Canteen communicates regrets of former soldier who was unable to provide water to victims, treasured notebook records A-bombing experiences

by Fumiyasu Miyano, Staff Writer

“The faces of children and others asking for water were so pitiful.” A canteen used to give water to moisten the lips of dying A-bomb victims 78 years ago was found to exist. It had belonged to a young man who served as a cadet in the Japanese Imperial Army’s Shipping Command (known as the ‘Akatsuki Corps’). He had also left behind a notebook used to mourn the lives of those he was unable to save and to describe Hiroshima’s devastation. The still-luminous dark brown canteen with strap silently reminds us about the atomic bombing.

The young man, Yoshio Arai, had been assigned to the Army Ship Communications Reserve. Mr. Arai, 19 at the time and originally from Saitama Prefecture, ultimately died in 2021 at the age of 96. In the yellowish pages of his notebook, the cover of which is adorned with just one kanji character, ‘Akatsuki,’ he described details of what had happened on August 6, just three-and-a-half months after he had joined the Corps.

The night before, they had been evacuated due to an air-raid alert. On the morning of August 6, he had returned to his barracks in the area of Minami-machi (now part of Hiroshima’s Minami Ward), eaten breakfast, and just gone to bed. Following a huge roar, he was blown out of his bunk into a corridor and fell down the stairs. The time was 8:15 a.m., and the location was about 2.2 kilometers from the hypocenter.

He emerged from the devastated barracks and engaged in relief work in a cave on nearby Hijiyama Hill, where he witnessed truly hellish scenes. “Victims’ clothes were scorched and torn, their hair was burned, and their exposed skin was crimson red from the bombing’s thermal rays.” He also described the voices of children as they cried, groaned, and begged him for water.

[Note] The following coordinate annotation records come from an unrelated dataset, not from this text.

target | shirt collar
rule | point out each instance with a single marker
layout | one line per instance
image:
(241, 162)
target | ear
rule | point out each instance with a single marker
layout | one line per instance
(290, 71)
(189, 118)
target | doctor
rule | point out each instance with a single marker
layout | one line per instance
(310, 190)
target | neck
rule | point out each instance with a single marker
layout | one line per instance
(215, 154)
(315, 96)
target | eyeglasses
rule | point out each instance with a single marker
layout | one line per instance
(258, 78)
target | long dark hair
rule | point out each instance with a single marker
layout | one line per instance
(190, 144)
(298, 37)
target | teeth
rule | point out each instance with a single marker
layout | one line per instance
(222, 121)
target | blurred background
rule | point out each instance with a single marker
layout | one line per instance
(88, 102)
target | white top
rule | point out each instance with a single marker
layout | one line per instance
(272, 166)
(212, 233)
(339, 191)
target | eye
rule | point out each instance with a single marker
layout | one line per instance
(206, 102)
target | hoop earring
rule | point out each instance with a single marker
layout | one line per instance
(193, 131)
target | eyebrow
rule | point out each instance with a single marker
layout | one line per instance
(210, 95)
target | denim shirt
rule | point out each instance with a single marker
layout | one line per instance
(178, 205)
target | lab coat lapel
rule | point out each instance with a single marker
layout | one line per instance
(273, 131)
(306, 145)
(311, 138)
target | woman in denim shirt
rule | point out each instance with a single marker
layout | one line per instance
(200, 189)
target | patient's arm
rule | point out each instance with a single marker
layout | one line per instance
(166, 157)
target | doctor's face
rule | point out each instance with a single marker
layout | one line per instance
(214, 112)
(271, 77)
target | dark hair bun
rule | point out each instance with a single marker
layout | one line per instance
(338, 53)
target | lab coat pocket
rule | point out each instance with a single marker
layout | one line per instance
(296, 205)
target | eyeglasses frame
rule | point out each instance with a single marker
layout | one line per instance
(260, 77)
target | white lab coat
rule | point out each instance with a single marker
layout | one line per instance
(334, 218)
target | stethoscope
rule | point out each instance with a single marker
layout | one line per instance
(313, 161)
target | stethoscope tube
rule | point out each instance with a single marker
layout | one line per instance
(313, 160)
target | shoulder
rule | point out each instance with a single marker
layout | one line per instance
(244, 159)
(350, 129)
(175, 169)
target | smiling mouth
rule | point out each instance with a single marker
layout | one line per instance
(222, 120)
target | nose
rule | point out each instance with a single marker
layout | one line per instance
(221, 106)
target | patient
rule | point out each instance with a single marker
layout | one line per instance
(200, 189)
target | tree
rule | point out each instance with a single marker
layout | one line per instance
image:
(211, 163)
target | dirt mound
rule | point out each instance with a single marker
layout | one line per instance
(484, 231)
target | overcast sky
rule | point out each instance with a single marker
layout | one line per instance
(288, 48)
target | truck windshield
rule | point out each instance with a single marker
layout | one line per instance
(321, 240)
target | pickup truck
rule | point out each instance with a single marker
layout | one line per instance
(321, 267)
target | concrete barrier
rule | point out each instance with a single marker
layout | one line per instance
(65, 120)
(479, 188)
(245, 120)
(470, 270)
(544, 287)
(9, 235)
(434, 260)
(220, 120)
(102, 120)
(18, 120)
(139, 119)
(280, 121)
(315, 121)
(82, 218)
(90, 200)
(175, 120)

People who had asked for water clung to his canteen and then died after drinking. Mr. Arai’s oldest daughter, Michiko, 65, who lives in Tokyo and heard stories about that time from her father while he was still alive, recalled, “His superior had told him that the wounded would die if they drank water, so my father apparently got rid of the water.”

After the war, Mr. Arai was employed at a water supply company in Tokyo. He married in 1954, and the couple had a son and two daughters. The family moved several times, but he kept the metal canteen in which had been etched his memories of the tragedy. He wrapped up the canteen in newspaper layers because he considered it “precious.”

“I think he kept it out of regret that he was unable to save people’s lives or give them water,” Michiko said about her father, imagining his motivations. In August of 2022, she donated her father’s canteen and notebook to the Hiroshima Peace Memorial Museum, located in the city’s Naka Ward. “I would be grateful if even one person’s heart could be moved by learning about the tragedy and horror of war that my father witnessed,” she said about the donation.

Mr. Arai recorded his state of mind in the notebook as he took care of a 16-year-old child soldier who had been seriously wounded in the bombing. “It is truly tragic that even young people like him are sent to war by militaristic leaders and made to continue marching toward their death whether or not they want to.” The young man’s lament about the war is evident in the words revealed in the notebook.